"Tu réfléchissais, ce matin. Tu étais
dans les meilleures conditions qui soient pour ce faire, assise sous le
cerisier, ton café brûlant entre les mains. Dans le sapin voisin, un grimpereau
chantonnait allègrement en partant à l’assaut du tronc, minuscule boule – un
grimpereau pèse moins de dix grammes – de joie et d’énergie. Il était à peine
six heures. Les cerises pendaient sous les feuilles en goutte de sang, comme
dans la chanson.
Mais avais-tu réellement le
droit, t’inquiétais-tu, de prêter à cet oiseau la joie qui te gonflait le cœur ?
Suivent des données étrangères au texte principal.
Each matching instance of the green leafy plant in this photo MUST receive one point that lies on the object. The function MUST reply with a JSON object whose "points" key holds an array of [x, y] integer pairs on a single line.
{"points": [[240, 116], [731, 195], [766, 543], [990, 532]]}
N’était-ce pas là une projection, une vue de l’esprit – une paresse, même ?
Ou bien fallait-il penser que
la joie qui était la tienne en ce matin de juin couleur d’azur et de cerise se
nourrissait de la joie de l’oiseau ? Qu’il en était, sinon l’origine – tu avais
ce matin-là d’autres motifs d’être joyeuse – du moins l’écho parfait, l’expression
la plus juste qu’il te serait jamais donné d’atteindre ?
Et pourquoi donc n’aurait-il
pas été joyeux, bien campé sur son territoire de prédilection, avec pour
perspective l’arpentage vertical méthodique d’une écorce d’épicéa gorgée de
délicieuses larves et de moucherons juteux, le soleil en ligne de mire et pour
toute compagnie, hormis la mienne, celle de quelques merles débonnaires ?
Résonance : oui, vos deux
joies se faisaient écho, jusqu’à n’en plus faire qu’une dans la louange du
matin."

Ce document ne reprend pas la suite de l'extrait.